Try and fix flaky parallel recursive service test by bounding failure…

… probability
DataBiosphere · Nov 8, 2024 · 5516a81 · 5516a81
1 parent f9df47c
commit 5516a81
Showing 1 changed file with 44 additions and 15 deletions.
diff --git a/src/toil/test/src/jobServiceTest.py b/src/toil/test/src/jobServiceTest.py
@@ -153,18 +153,41 @@ def testServiceRecursive(self, checkpoint=True):
         SingleMachineBatchSystem.numCores < 4,
         "Need at least four cores to run this test",
     )
-    @retry_flaky_test(prepare=[ToilTest.tearDown, ToilTest.setUp])
     @pytest.mark.timeout(1200)
     def testServiceParallelRecursive(self, checkpoint=True):
         """
         Tests the creation of a Job.Service, creating parallel chains of services and accessing jobs.
         Randomly fails the worker.
         """
+
+        # This test needs to have something like 10 jobs succeed
+
+        BUNDLE_SIZE = 3
+        BUNDLE_COUNT = 2
+        RETRY_COUNT = 4
+        FAIL_FRACTION = 0.5
+        MAX_ATTEMPTS = 10
+
+        total_jobs = BUNDLE_SIZE * BUNDLE_COUNT * 2 + 1
+        p_complete_job_failure = FAIL_FRACTION ** (RETRY_COUNT + 1)

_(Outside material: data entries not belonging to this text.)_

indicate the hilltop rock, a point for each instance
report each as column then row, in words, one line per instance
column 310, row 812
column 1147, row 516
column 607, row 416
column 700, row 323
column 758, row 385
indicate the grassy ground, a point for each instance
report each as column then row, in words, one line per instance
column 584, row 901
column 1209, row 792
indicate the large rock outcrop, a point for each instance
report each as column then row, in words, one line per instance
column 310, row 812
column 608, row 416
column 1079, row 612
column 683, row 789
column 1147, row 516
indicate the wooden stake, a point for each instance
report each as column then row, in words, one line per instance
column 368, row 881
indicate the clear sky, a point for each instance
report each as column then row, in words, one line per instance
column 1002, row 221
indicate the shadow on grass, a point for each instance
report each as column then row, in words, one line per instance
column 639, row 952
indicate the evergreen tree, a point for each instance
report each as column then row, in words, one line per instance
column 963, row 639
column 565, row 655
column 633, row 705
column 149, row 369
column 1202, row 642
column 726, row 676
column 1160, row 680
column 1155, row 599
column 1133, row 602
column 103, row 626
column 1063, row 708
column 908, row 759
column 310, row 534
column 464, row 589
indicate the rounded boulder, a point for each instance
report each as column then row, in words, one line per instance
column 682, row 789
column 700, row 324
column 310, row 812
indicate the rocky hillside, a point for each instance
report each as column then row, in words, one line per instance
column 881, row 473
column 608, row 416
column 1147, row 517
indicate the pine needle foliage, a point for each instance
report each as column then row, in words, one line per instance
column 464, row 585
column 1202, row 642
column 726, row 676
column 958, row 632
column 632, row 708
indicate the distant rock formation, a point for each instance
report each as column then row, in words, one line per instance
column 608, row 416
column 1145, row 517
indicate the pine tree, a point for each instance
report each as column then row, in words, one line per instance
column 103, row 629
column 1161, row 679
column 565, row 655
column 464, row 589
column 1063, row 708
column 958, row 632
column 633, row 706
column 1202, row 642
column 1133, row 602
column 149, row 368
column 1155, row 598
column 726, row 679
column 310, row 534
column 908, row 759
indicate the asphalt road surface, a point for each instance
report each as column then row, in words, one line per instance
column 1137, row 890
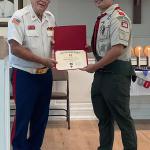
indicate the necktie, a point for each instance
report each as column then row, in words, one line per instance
column 95, row 31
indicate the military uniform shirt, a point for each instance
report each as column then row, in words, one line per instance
column 6, row 9
column 26, row 28
column 115, row 28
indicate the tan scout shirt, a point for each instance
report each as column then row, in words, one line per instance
column 115, row 28
column 26, row 28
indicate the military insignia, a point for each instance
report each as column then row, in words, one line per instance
column 124, row 24
column 31, row 27
column 50, row 31
column 16, row 21
column 102, row 29
column 50, row 28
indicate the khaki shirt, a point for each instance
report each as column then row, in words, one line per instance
column 114, row 28
column 6, row 9
column 26, row 28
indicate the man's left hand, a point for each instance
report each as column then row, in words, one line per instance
column 91, row 68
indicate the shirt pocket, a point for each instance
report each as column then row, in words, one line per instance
column 32, row 39
column 104, row 32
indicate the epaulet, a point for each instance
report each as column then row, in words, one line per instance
column 120, row 12
column 21, row 12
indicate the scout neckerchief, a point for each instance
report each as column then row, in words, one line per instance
column 96, row 27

+        p_workflow_success = (1 - p_complete_job_failure) ** total_jobs
+        logger.info("Going to run %s total jobs, each of which completely fails %s of the time, so the workflow will succeed with probability %s", total_jobs, p_complete_job_failure, p_workflow_success)

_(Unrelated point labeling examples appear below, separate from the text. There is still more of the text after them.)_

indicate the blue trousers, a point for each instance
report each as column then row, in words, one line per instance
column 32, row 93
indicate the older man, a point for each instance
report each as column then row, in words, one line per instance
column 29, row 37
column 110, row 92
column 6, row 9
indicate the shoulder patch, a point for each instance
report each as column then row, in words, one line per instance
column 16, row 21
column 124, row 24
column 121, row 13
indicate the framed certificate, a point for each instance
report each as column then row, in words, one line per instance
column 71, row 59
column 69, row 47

+        p_test_failure = (1 - p_workflow_success) ** MAX_ATTEMPTS
+        logger.info("This test will fail spuriously with probability %s", p_test_failure)
+
+        # We want to run the workflow through several times to test restarting, so we need it to often fail but reliably sometimes succeed, and almost always succeed when repeated.
+
+        self.assertGreater(0.8, p_workflow_success)
+        self.assertGreater(p_workflow_success, 0.2)
+        self.assertGreater(0.001, p_test_failure)
+
+
         for test in range(1):
             # Temporary file
-            outFiles = [get_temp_file(rootDir=self._createTempDir()) for j in range(2)]
+            outFiles = [get_temp_file(rootDir=self._createTempDir()) for j in range(BUNDLE_COUNT)]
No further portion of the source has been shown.